Recently there have been signs of recovery. There’s an annual comedy festival and a Museum of Modern Art in Machynlleth. Tourism has become a more significant source of income, though the area is still somewhat off the beaten track. The school at Pantperthog has been turned into a village hall, but the Edwardian buildings are in need of repair. After the disaster at the South Welsh village of Aberfan in 1966, when a massive slag-heap collapsed and swept away the local school (a calamity in which my young cousin Robert was killed), the mountains of slate spoil that loomed over the village of Corris were levelled and a craft centre was established, inviting visitors to stop where previously they had only ever driven through. Walking in the hills behind my old family farm, I still come across ruined farmhouses and barns. Most of the hippies are long gone, but railway enthusiasts have started to rebuild the narrow-gauge line from Corris and are slowly extending it further down the Dulas valley. It may succeed in attracting much-needed tourism to the area.

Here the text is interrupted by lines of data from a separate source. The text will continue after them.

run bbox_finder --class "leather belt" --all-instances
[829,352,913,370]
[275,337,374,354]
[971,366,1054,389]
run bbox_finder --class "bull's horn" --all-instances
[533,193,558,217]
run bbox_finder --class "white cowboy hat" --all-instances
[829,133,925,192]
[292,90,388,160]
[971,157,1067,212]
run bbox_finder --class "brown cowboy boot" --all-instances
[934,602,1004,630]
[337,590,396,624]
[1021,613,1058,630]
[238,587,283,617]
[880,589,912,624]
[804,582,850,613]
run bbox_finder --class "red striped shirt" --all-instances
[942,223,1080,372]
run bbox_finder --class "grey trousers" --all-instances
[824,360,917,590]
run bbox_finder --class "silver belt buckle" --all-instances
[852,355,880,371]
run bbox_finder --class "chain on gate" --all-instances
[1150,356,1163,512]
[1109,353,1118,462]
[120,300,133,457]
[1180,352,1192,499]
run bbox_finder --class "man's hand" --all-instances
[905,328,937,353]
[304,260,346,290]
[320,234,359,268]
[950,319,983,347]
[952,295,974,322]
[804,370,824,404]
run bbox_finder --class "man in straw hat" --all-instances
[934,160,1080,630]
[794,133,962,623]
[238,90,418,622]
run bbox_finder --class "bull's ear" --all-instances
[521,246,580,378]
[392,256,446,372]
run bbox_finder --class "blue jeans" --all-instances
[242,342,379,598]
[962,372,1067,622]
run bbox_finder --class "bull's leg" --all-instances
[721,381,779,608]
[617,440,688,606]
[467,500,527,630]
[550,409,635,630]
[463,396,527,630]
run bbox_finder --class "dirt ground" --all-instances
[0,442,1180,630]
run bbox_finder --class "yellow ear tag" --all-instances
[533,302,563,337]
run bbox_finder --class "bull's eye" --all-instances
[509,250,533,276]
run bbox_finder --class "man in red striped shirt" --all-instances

The case of Wanda Chantler shows how, many decades later, Hitler’s baleful influence still cast a shadow in the most unexpected places. From the first moment I met her, it was clear that she was a very disturbed individual, and that her mind had been warped by her experiences in Nazi Germany, whatever these were, leading her to form an attachment to her Welsh refuge that was so deep that she could not bear anyone else possessing it. She was certainly not a Nazi, and there was no sign that she shared the Nazis’ ideology, but she seemed to carry with her into her new life a general feeling of admiration for one of the most murderous dictators in history. More than a quarter of a century after the Third Reich had suffered total defeat, its evil was still creeping into the corners of places far removed from its impact, leading to the deaths of entirely innocent human beings.